Linus Pauling: a ciência em prol da humanidade
Quando alguém fala ou tenta descrever um cientista, surge, no imaginário de cada um de nós (ou em grande parte do imaginário comum), uma figura excêntrica e altamente fascinada pela descoberta e pelo modo como consegue ser tão hábil ao desvendar os segredos e as complexidades do mundo da ciência. Possivelmente vemos nessa mesma figura, dada a sua excentricidade, alguém desligado da realidade ou daquilo que se passa fora das quatro paredes do seu laboratório, facto esse que grande parte das vezes não é verdade. Os cientistas gostam de se interessar pelas coisas mais banais de um mundo em constante mudança, sendo esta uma condição que é cada vez mais evidente nesta profissão. Haver a possibilidade de conjugar ciência com uma enorme porção da condição humana é algo possível e que, nos dias de hoje, é cada vez mais necessário.
A ética e os princípios humanísticos são vertentes que têm de continuar a ser incutidas nos cursos de ciência, pois só assim é que esta continuará a ser feita de modo responsável tendo em conta o presente e as gerações que farão parte do futuro. Foram muitos os cientistas que, ao longo de toda a história da ciência, dadas as suas qualidades humanas tornaram-se, também, em activistas. A luta contra o desarmamento nuclear, por exemplo, após o lançamento de duas bombas atómicas sob as cidades de Hiroxima e Nagasaki no Japão, foi algo que moveu uma luta por parte, não só na sociedade, mas também diversos cientistas.

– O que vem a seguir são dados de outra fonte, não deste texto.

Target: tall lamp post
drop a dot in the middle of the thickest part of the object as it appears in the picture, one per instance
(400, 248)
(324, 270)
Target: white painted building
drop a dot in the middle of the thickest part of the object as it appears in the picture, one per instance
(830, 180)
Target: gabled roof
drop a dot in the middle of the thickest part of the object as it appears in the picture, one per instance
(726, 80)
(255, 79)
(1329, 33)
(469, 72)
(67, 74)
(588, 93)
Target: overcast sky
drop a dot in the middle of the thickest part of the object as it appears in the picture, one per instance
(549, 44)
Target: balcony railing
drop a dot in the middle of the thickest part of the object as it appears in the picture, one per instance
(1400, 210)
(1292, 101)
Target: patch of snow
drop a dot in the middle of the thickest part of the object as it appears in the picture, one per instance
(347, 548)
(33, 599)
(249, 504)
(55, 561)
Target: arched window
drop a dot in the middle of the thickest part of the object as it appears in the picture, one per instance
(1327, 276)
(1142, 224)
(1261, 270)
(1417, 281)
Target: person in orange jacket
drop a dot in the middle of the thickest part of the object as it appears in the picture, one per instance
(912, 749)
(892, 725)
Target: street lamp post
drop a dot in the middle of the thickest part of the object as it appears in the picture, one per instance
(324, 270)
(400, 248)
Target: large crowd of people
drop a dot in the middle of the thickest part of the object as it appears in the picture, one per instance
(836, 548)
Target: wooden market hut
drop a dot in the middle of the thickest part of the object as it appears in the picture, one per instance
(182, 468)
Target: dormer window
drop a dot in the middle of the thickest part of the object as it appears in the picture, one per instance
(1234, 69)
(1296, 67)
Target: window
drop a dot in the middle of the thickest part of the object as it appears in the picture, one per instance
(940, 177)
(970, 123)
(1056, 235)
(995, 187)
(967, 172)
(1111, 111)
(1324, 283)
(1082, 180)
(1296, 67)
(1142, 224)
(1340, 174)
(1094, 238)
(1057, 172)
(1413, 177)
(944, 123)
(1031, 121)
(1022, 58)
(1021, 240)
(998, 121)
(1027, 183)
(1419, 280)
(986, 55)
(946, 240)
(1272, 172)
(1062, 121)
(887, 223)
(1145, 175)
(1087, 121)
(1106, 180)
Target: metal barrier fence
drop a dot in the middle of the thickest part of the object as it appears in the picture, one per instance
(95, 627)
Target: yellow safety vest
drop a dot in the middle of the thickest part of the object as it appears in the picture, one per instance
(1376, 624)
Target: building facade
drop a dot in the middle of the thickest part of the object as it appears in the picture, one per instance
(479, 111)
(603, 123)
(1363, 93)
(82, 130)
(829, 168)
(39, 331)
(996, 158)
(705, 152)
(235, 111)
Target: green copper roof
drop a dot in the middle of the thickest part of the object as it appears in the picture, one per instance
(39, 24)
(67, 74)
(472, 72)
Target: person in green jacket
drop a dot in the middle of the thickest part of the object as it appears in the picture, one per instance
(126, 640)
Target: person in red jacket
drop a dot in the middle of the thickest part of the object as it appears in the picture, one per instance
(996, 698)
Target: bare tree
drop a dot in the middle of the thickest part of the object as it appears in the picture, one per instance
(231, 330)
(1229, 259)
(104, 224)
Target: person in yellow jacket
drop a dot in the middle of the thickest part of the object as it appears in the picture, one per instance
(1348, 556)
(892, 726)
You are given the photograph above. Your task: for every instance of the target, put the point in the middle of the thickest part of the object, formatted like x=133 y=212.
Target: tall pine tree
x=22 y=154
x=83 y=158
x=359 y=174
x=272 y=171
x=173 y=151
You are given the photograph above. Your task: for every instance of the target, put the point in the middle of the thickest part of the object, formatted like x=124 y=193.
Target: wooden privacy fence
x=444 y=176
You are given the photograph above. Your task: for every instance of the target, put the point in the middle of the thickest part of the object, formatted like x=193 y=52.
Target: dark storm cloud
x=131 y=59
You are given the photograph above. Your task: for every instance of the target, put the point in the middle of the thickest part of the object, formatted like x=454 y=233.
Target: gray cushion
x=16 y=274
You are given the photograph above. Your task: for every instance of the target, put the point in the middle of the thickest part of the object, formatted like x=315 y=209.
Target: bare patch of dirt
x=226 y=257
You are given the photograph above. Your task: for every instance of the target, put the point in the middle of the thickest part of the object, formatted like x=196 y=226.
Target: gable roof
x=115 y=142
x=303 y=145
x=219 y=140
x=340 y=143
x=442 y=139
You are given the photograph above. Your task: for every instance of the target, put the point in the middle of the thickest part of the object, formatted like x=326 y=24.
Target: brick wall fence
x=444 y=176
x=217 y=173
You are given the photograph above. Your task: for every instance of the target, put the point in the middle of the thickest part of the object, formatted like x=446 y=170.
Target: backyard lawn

Se precisássemos de encontrar um único cientista que tivesse conseguido a proeza de ter sido um dos maiores nomes da ciência, mas também uma das maiores vozes no que toca ao pacifismo na ciência, esse cientista seria, sem dúvida, Linus Pauling, cujas enormes qualidades multifacetadas na química valeram-se o prémio Nobel da Química em 1954, dado o seu contributo no estudo da natureza das ligações químicas, e, mais tarde, o prémio Nobel da Paz em 1962, dada a sua luta no combate ao desarmamento nuclear. Em mais de um século de história do Prémio Nobel, existem outros três laureados com o Nobel por duas vezes: Marie Curie (Física em 1903 e Química em 1911), John Bardeen (Física em 1956 e em 1972) e Frederick Sanger (Química em 1958 e em1980). De todos estes, Linus Pauling foi um único que foi laureado das duas vezes sem a partilha do prémio, o que não o torna maior ou mais genial do que os restantes, mas sim um caso único na história da ciência do século XX.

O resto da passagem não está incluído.